Depuis le début de la semaine, le collège Pierre-Gilles de Gennes du Mans a reçu cinq mails pour des alertes à la bombe.
Une enfant de 11 ans vient d'être identifiée comme auteure de ces faits.
Elle est convoquée avec ses parents lundi prochain devant le procureur de la République.

Une enfant âgée de onze ans a été mise en cause par les enquêteurs dans une série d'alertes à la bombe reçues par le collège Pierre-Gilles de Gennes du Mans (Sarthe), a annoncé vendredi le parquet, qui a convoqué l'enfant et ses parents. Depuis lundi, l'établissement a reçu cinq mails successifs informant la présence d’une bombe au sein de l’établissement.

À chaque fois, et comme pour toutes les autres alertes en France depuis la rentrée, le collège a été évacué et les cours annulés comme l'exigent les consignes de sécurité. Après chaque levée de doute, toutes ces alertes se sont révélées fausses... Dès la première, le parquet du Mans a ouvert une enquête qui a très rapidement abouti : "Les investigations techniques immédiatement conduites par les enquêteurs du Commissariat de Police du Mans ont permis de localiser le matériel technologique d’où ces messages ont été postés. Les éléments recueillis permettent d’imputer ces messages à une très jeune fille, âgée de 11 ans", explique-t-il. 

Convoquée lundi devant le procureur

Le très jeune âge de cette élève, dont on ignore si elle est ou non scolarisée dans l'établissement visé, ne permet pas d’engager de poursuites pénales à son encontre.

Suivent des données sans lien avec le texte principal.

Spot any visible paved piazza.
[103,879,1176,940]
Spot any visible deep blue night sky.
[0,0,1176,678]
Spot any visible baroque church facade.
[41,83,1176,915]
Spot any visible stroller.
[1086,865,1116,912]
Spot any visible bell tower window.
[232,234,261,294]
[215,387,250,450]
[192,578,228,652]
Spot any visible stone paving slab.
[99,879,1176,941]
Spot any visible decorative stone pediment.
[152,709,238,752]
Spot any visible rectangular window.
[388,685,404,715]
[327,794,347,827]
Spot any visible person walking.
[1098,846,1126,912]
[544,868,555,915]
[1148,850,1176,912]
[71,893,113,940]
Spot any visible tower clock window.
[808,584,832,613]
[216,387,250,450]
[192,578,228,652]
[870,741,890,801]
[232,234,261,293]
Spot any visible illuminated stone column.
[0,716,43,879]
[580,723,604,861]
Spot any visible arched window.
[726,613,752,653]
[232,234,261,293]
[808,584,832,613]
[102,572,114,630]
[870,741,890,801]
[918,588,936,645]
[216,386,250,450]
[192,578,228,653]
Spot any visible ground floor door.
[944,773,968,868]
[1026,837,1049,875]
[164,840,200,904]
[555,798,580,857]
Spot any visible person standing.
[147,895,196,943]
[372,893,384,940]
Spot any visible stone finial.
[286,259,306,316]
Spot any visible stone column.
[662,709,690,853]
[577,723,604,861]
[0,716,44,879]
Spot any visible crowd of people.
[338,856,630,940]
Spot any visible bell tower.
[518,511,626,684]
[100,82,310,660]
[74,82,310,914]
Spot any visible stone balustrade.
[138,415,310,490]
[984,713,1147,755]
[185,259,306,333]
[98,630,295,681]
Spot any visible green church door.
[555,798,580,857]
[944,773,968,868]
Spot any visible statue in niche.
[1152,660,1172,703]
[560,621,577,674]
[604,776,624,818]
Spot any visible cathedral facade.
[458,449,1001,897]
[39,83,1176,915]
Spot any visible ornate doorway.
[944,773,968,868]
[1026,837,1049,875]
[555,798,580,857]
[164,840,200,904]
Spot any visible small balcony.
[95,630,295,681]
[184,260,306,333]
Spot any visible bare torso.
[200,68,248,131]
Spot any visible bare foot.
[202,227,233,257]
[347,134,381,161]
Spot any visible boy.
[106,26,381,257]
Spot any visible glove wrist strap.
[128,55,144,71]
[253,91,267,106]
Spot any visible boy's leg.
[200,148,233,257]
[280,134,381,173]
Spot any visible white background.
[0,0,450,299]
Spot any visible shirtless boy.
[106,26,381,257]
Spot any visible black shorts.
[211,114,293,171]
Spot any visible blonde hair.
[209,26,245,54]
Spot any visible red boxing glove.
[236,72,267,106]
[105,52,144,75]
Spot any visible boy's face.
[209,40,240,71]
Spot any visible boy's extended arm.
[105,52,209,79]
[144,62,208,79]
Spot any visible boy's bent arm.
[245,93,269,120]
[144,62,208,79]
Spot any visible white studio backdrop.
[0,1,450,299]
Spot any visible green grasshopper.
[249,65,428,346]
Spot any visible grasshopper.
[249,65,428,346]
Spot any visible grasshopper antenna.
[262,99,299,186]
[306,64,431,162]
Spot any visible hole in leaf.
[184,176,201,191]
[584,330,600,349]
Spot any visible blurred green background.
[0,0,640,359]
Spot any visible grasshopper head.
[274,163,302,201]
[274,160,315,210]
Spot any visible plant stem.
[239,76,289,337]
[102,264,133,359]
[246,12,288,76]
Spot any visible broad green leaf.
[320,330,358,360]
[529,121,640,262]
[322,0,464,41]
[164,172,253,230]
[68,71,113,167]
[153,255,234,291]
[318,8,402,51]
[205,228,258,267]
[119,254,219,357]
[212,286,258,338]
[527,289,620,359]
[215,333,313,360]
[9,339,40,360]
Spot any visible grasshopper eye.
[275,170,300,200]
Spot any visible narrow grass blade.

Elle est convoquée devant le procureur de la République en début de semaine prochaine, en compagnie de ses parents.

"Son irresponsabilité pénale ne fait nullement obstacle à la mise en œuvre de la responsabilité civile de ses parents, auxquels toute personne ou structure pourra solliciter indemnisation du préjudice subi", précise le parquet. 

De lourdes peines encourues

Le fait de communiquer ou divulguer une fausse information dans le but de faire croire qu’une destruction, dégradation ou une détérioration dangereuse pour les personnes va être, ou a été commise, ou encore, faisant croire à un sinistre et de nature à provoquer l’intervention inutile des secours, est puni de deux ans d'emprisonnement et de 30 000 euros d'amende. 

La menace de commettre une destruction dangereuse pour les personnes, avec l’ordre de remplir une condition est

quant à elle punie de 3 ans de prison et 45.000 euros d’amende.

Toutes ces infractions font également encourir les peines complémentaires suivantes : l’interdiction des droits

civiques, civils et de famille, l’interdiction d’exercer une fonction publique ou une entreprise commerciale ou industrielle,

l’interdiction de séjour dans un lieu ou un département, la suspension du permis de conduire, outre la confiscation de biens

et matériels technologiques ayant servi à commettre l’infraction.